И вдруг сразу, точно и не было этого житейского разговора, перешел к делу:
— Справочник форсируешь?
— Пока еще полглавы.
— В общем комплексе маловато. Вот какое дело: я здесь разговаривал — очень нужен, позарез, твой материал. Золотая россыпь, которую ты топчешь… Можно сунуть в печать. Для института польза и тебе. Ты как главу напишешь, тащи, посмотрю, подредактирую. Заметки опытного человека пригодятся. В общем, не стесняйся: время будет — с удовольствием, не будет — не взыщи.
И, когда Балашов был в дверях, спросил:
— Ну, должностью доволен? Молодежи хорошо: при хорошей поддержке как грибы растут.
Балашов действительно эти дни работал как одержимый. Он взял за правило: четыре странички в день. Не меньше. И делал всегда больше. Утомленный дневной работой, он приходил и ложился спать. Через час Аграфена его будила. Этого было, оказывается, достаточно, чтобы восстановить силы. А когда голова не соображала, глаза слипались, непослушные, он делал разминку или шел на кухню и обтирался холодной водой до пояса.
Работоспособность у Сережи была как никогда.
Однажды под воскресенье он просидел до утра. Аграфена даже руками всплеснула; после сна, еще растрепанная, она вышла на кухню и увидела Сережу — он умывался.
— Осталось полстранички, а спать хочу.
— Эх, да ты, никак, не спал еще!
Сережа «добил» страничку. А затем вышел на улицу — ни души. Три раза обежал вокруг дома.
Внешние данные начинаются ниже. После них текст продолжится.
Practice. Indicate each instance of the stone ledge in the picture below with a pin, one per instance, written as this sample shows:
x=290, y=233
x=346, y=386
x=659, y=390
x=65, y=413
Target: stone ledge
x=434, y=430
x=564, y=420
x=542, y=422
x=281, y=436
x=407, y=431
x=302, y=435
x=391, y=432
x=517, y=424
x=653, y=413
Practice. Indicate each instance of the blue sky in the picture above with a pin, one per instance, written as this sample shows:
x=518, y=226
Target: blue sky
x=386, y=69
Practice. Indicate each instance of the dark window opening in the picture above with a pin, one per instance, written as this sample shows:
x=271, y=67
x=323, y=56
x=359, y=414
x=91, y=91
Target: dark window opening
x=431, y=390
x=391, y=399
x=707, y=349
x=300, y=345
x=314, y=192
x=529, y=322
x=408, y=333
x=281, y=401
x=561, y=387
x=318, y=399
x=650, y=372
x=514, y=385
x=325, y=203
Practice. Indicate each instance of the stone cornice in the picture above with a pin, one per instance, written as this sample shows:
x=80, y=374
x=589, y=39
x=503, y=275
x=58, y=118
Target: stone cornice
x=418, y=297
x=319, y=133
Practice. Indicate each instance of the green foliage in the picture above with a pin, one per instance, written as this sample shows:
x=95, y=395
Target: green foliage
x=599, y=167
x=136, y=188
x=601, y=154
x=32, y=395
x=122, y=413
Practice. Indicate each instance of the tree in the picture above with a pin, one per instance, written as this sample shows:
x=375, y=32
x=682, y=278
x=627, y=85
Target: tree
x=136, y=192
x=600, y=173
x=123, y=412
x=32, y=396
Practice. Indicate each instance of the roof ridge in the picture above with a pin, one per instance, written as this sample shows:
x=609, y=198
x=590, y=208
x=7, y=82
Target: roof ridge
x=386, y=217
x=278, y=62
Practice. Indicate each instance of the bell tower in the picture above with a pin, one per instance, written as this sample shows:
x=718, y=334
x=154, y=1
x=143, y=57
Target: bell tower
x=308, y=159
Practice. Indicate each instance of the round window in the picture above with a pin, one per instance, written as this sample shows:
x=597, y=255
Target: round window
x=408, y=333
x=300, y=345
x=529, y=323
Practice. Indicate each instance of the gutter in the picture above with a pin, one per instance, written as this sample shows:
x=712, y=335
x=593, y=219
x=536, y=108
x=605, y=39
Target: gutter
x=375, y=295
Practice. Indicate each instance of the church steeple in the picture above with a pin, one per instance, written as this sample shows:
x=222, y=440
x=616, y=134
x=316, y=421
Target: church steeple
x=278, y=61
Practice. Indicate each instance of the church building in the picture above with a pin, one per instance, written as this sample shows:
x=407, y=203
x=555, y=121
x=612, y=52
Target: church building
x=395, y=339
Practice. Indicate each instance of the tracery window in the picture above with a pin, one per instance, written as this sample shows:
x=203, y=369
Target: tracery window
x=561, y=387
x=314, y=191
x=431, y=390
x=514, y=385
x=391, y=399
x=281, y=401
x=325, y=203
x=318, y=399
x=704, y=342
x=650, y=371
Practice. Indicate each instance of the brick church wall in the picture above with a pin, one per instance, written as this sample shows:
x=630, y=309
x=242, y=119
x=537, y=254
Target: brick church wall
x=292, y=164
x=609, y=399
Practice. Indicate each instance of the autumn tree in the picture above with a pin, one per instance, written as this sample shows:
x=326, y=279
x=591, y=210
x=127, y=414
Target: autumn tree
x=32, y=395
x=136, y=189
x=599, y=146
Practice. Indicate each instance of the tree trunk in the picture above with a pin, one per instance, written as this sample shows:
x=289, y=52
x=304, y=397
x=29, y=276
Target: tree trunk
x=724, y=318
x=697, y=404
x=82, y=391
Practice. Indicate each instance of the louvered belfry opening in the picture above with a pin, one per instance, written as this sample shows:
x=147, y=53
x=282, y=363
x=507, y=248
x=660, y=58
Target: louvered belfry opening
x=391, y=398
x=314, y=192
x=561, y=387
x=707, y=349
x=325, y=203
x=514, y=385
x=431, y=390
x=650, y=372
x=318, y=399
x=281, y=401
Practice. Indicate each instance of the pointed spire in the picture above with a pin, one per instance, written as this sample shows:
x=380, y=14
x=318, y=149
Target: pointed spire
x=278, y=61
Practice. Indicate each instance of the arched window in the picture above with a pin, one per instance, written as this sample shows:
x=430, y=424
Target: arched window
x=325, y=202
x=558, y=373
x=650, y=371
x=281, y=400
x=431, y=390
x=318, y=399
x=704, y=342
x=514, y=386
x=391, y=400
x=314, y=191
Потом поднялся, почти дополз до койки и рухнул, сраженный.
Через неделю он положил на стол Дыменту несколько новых глав.
— Вот это хорошо, — спокойно заметил Дымент, — надо на машинку. Я сам пошлю, а затем почитаю. У меня завтра творческий день, так вот на досуге, между другими делами, и займусь.
Сережа вышел с нетерпеливым ожиданием: что скажет Дымент?